Now CaaMTech, Inc., a five-year-old psychedelic drug discovery company that recently completed completion a $22 million Series A financing round, is building a line of products based on the psychedelics-plus-cannabis concept.
It has been granted a patent to develop a combination cannabis-psilocybin composition that is turning heads in the psychedelics industry. According to a press release announcing the patent, CaaMTech has shown that cannabinoids work synergistically with psychedelic tryptamines in producing their effects.
The patent application, “Compositions and methods comprising a psilocybin derivative” (US20180221396A1), allowed by the US Patent and Trademark Office (USPTO) in February 2021, notes that aside from a few studies on purified psilocybin, the idea of new compositions combining psilocybin with other substances is unique. “No efforts have been made to modulate its properties with formulating agents or other ingredients. No efforts have been made to formulate particular combinations or doses of psilocybin derivatives or combinations with other active molecules. No efforts have been made to formulate psilocybin into compositions capable of modifying activity at one or more neurotransmitter receptors.”

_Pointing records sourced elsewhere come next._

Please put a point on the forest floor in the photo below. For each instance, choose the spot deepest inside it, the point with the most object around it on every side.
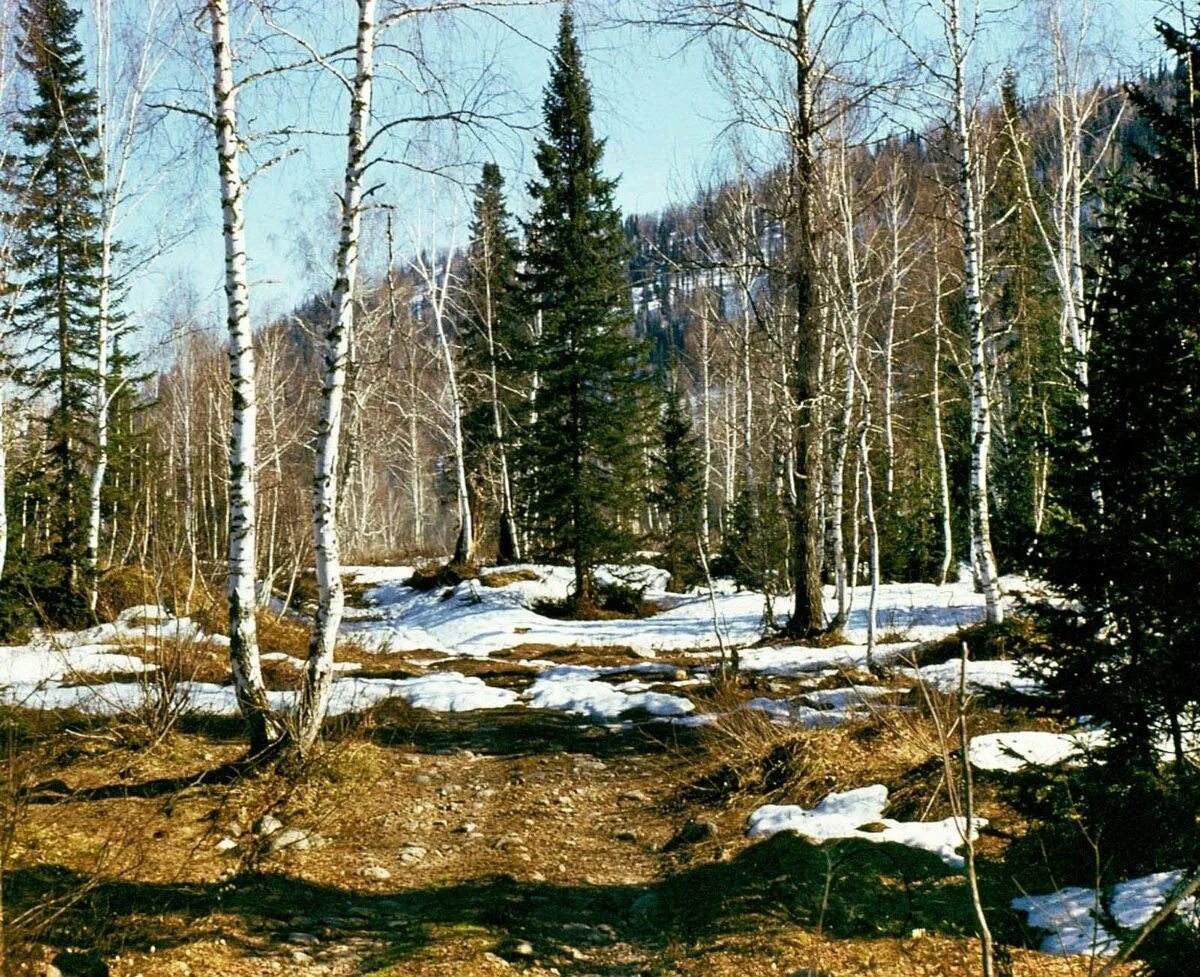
(507, 840)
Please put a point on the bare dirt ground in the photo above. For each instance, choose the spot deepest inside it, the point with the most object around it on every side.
(509, 841)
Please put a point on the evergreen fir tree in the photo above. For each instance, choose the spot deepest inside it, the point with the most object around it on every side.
(1128, 645)
(58, 262)
(1032, 391)
(586, 455)
(493, 341)
(679, 492)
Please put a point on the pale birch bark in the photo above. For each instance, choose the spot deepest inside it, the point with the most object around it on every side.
(438, 283)
(509, 539)
(943, 477)
(315, 693)
(981, 402)
(247, 677)
(706, 424)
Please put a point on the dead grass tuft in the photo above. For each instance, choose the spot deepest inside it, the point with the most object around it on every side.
(504, 577)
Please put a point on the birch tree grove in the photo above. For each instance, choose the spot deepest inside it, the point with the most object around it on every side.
(319, 669)
(240, 588)
(984, 559)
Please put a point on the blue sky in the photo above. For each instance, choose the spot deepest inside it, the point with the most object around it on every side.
(655, 103)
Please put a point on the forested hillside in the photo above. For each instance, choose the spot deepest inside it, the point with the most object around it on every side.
(411, 562)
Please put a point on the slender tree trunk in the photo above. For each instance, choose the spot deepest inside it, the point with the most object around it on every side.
(943, 475)
(319, 669)
(4, 475)
(808, 615)
(247, 677)
(981, 403)
(465, 547)
(706, 426)
(509, 540)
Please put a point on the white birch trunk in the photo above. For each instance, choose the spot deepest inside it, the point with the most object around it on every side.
(706, 426)
(509, 540)
(318, 681)
(465, 547)
(943, 475)
(247, 677)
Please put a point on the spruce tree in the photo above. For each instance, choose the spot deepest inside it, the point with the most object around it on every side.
(586, 459)
(1127, 648)
(493, 339)
(58, 197)
(679, 492)
(1032, 393)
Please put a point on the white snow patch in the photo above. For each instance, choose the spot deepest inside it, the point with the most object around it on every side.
(1069, 915)
(1134, 901)
(36, 664)
(988, 676)
(1072, 915)
(598, 700)
(1014, 751)
(844, 814)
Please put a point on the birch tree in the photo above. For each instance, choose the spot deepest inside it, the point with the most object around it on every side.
(246, 667)
(10, 292)
(959, 45)
(319, 667)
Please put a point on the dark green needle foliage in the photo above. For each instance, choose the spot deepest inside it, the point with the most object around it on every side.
(58, 201)
(585, 457)
(679, 493)
(1127, 545)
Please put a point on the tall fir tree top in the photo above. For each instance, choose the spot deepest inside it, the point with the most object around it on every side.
(53, 57)
(568, 100)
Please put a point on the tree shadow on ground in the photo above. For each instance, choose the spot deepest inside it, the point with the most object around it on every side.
(520, 731)
(844, 889)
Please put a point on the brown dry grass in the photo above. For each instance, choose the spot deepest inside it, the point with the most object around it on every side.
(535, 827)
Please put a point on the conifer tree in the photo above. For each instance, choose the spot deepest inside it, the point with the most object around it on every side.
(583, 445)
(1032, 390)
(492, 341)
(1128, 646)
(679, 492)
(58, 262)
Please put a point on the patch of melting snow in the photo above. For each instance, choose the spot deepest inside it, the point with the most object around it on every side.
(35, 664)
(847, 813)
(796, 660)
(1015, 751)
(1072, 916)
(987, 676)
(1069, 916)
(787, 712)
(563, 691)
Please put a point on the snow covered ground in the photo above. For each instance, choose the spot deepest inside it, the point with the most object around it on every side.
(1073, 916)
(474, 621)
(859, 814)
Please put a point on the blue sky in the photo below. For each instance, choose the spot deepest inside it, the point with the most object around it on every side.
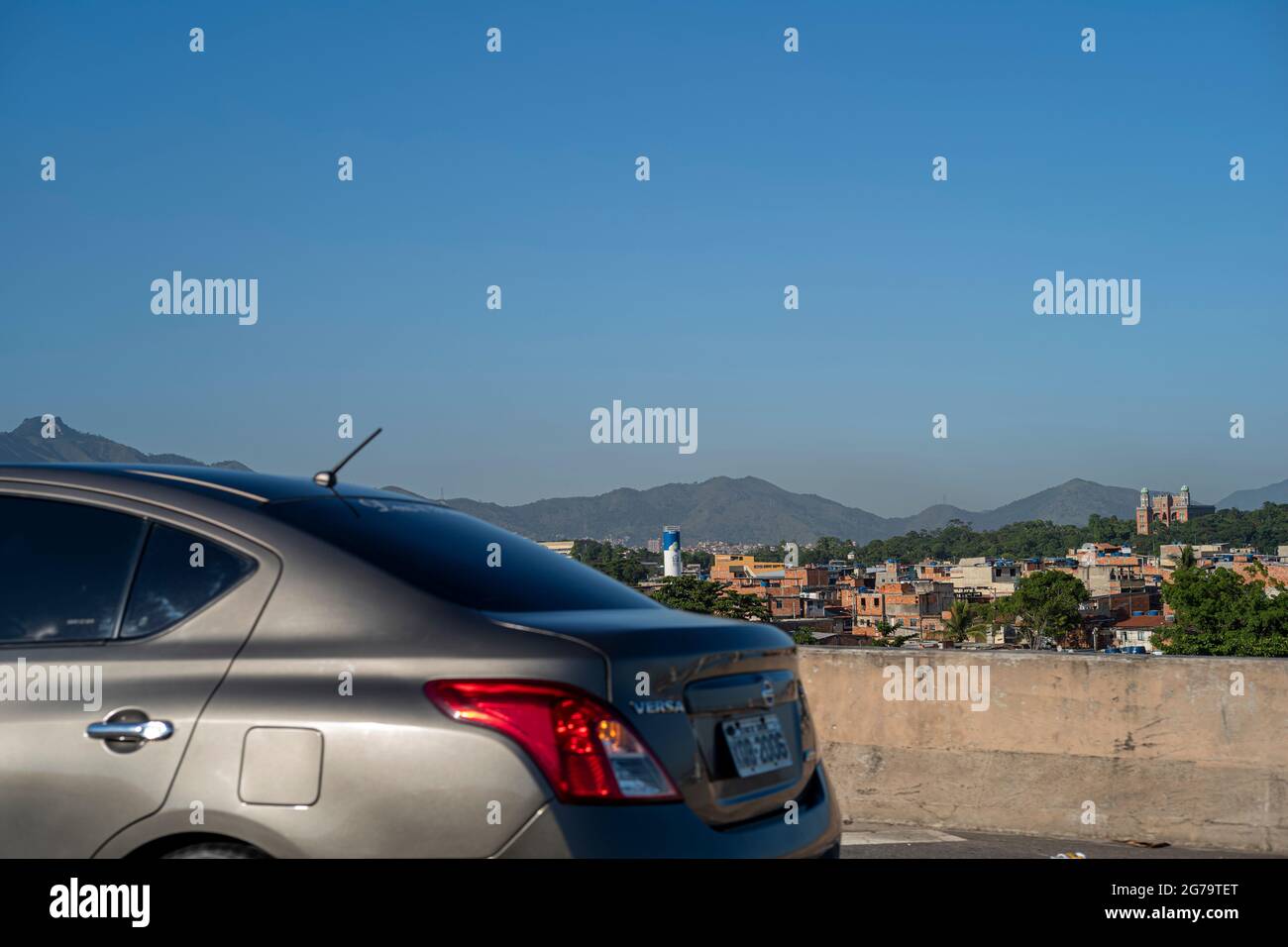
(767, 169)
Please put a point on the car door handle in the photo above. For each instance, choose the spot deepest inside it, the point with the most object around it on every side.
(143, 731)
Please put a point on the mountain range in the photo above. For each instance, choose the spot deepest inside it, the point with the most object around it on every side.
(745, 509)
(25, 445)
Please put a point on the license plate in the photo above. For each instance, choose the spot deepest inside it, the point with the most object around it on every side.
(756, 744)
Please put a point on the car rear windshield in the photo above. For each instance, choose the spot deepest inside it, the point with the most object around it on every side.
(456, 557)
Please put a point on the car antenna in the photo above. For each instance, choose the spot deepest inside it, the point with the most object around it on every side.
(326, 478)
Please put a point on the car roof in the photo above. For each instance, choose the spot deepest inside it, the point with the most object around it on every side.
(244, 488)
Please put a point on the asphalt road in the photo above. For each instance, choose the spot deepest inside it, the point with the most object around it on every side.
(871, 840)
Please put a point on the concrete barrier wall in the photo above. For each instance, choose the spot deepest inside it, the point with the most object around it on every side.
(1159, 746)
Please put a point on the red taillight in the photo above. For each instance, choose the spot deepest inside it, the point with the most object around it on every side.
(583, 746)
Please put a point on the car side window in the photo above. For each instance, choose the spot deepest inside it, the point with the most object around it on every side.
(179, 573)
(63, 570)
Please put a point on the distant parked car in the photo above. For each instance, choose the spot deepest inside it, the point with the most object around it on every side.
(297, 671)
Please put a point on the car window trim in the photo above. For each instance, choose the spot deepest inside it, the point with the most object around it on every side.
(150, 525)
(150, 522)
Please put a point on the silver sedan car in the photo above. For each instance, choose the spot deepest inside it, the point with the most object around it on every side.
(202, 663)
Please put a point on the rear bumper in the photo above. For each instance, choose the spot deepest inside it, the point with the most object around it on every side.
(675, 831)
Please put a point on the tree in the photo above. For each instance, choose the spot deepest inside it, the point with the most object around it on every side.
(694, 594)
(1220, 612)
(1044, 604)
(965, 620)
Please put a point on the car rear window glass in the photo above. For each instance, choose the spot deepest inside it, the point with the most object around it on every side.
(179, 573)
(456, 557)
(63, 569)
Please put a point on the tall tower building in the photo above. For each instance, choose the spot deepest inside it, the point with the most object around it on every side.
(671, 564)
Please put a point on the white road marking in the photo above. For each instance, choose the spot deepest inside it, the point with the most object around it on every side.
(896, 836)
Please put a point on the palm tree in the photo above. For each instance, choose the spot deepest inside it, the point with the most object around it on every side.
(964, 621)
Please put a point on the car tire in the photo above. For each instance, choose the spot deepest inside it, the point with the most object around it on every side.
(215, 849)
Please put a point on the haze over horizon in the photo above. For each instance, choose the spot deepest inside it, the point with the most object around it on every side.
(768, 169)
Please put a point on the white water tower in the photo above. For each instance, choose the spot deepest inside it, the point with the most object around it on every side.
(671, 562)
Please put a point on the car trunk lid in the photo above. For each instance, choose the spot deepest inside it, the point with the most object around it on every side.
(717, 701)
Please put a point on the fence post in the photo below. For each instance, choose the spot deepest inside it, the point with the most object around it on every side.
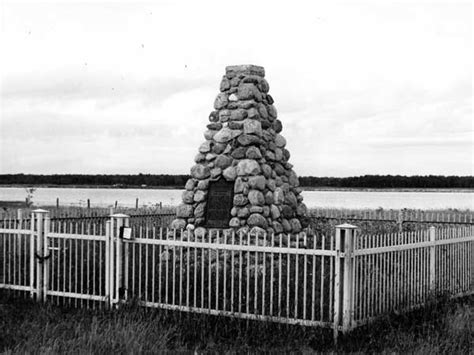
(117, 221)
(400, 221)
(40, 258)
(432, 259)
(108, 265)
(344, 278)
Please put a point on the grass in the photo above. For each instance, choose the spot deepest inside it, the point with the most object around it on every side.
(25, 327)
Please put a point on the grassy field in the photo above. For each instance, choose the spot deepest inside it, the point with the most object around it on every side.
(25, 327)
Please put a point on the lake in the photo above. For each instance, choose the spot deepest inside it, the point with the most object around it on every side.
(101, 197)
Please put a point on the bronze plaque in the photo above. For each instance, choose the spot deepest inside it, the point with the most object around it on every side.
(219, 203)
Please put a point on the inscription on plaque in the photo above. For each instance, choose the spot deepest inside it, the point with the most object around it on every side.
(219, 203)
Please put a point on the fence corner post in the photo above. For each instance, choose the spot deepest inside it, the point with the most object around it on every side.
(432, 259)
(344, 278)
(40, 259)
(117, 221)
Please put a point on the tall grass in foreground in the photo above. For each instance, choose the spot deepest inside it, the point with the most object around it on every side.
(445, 327)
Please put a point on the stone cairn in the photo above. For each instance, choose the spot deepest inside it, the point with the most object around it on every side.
(243, 144)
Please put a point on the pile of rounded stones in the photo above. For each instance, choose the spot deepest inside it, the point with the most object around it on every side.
(243, 144)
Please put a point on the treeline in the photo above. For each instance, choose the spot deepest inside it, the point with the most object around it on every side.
(391, 181)
(142, 180)
(95, 180)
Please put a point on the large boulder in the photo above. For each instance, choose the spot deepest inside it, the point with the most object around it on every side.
(200, 171)
(184, 211)
(257, 220)
(226, 134)
(248, 167)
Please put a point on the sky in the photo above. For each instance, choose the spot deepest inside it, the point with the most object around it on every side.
(124, 88)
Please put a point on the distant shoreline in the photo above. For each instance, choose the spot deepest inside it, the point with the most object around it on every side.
(319, 188)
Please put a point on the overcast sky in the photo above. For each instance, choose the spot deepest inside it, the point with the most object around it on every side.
(367, 88)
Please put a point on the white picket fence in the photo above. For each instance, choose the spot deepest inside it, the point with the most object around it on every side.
(338, 281)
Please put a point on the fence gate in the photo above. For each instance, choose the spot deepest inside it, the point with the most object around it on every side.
(72, 262)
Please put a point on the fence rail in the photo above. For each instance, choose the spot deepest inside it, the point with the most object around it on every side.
(340, 280)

The patent goes on to describe a series of combinations of psilocybin with various cannabinoids, in a formulation such as gummies, dried powder, and pills.
CaaMTech has filed over 100 other patent applications since filing this patent in 2017.
A psilocybin plus cannabis product line is an interesting concept. But a high level of THC can cause certain psychedelic experiences on its own. What could a combination effect be like?
One study found that high doses of cannabis can create subjective effects comparable to those identified in trials of psilocybin. “Given the disparate mechanisms of action, comparing THC-induced to psilocybin-induced effects might improve our understanding of the mechanisms underlying subjective experiences,” the study concluded.
But there does seem to be some mental health therapeutic advantage to combining both, at least in a clinical setting for now.
Cannabis has been studied for potential psychiatric assistance, as outlined in one study, but there is still not enough information to back that up. “Currently the evidence is nascent and too weak to recommend cannabinoid-based interventions for a range of psychiatric disorders,” the study concluded.
Going forward, CaaMTech’s patented concept has stirred up new research to better understand how psilocybin works in the human body, why it does what it does, and how it can work with or be enhanced by other substances for better wellness outcomes.